President Trump said Friday he saw no reason to meet with Chinese President Xi Jinping and threatened substantial new tariffs on Chinese goods, responding to Beijing’s latest restrictions on rare earth minerals that escalated tensions between the world’s two largest economies.
“I was to meet President Xi in two weeks, at APEC, in South Korea, but now there seems to be no reason to do so,” Trump wrote on Truth Social, referring to the Asia-Pacific Economic Cooperation summit scheduled for late October in Gyeongju.
The statement came one day after China announced sweeping export controls on rare earth elements and related technologies. The new rules require foreign entities to obtain licenses to export products containing even trace amounts of Chinese rare earths or manufactured using Chinese processing technology, according to China’s Ministry of Commerce.

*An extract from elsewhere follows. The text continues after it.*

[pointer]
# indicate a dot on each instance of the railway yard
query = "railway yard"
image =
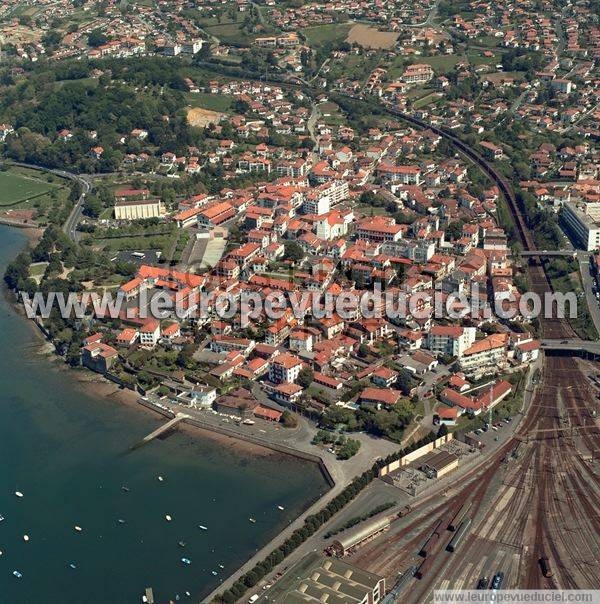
(530, 511)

China processes approximately 90 percent of the world’s rare earths, minerals critical for manufacturing products ranging from smartphones and electric vehicles to fighter jets and missile systems. Its share of mining the minerals, however, is significantly lower, around 60 percent by most estimates.
Trump said the U.S. would “financially counter” China’s move. “One of the Policies that we are calculating at this moment is a massive increase of Tariffs on Chinese products coming into the United States of America,” he wrote, adding that “many other countermeasures” were under consideration.
The president added: “For every Element that they have been able to monopolize, we have two.”
China’s rare earth restrictions represent the latest in a series of actions by Beijing ahead of the planned presidential meeting. China has also imposed new port fees on U.S. ships, launched an antitrust investigation into U.S. chipmaker Qualcomm, and has also held back on purchases of American soybeans.
Trump and Xi were expected to continue trade negotiations at the South Korea summit later this month.
The U.S. maintains significant leverage in advanced semiconductor technology and manufacturing equipment. American companies and their allies control more than 90 percent of the equipment used in global semiconductor manufacturing, and China remains heavily dependent on foreign sources for advanced chips essential to artificial intelligence and military applications.
The confrontation comes months after Trump’s April tariff announcements triggered a retaliatory spiral that sent U.S. tariffs on Chinese goods to 145 percent while Chinese tariffs on U.S. goods reached 125 percent, causing significant market turmoil. In the months that followed, the U.S. and China held several high-level meetings and agreed to a temporary pause on tariff escalations.
The talks were aimed at reducing trade tensions and establishing the groundwork for a new trade deal between the two countries. In June, the U.S. and China specifically discussed rare earth shipments and established a mutual “framework” that the two sides said eased some tensions.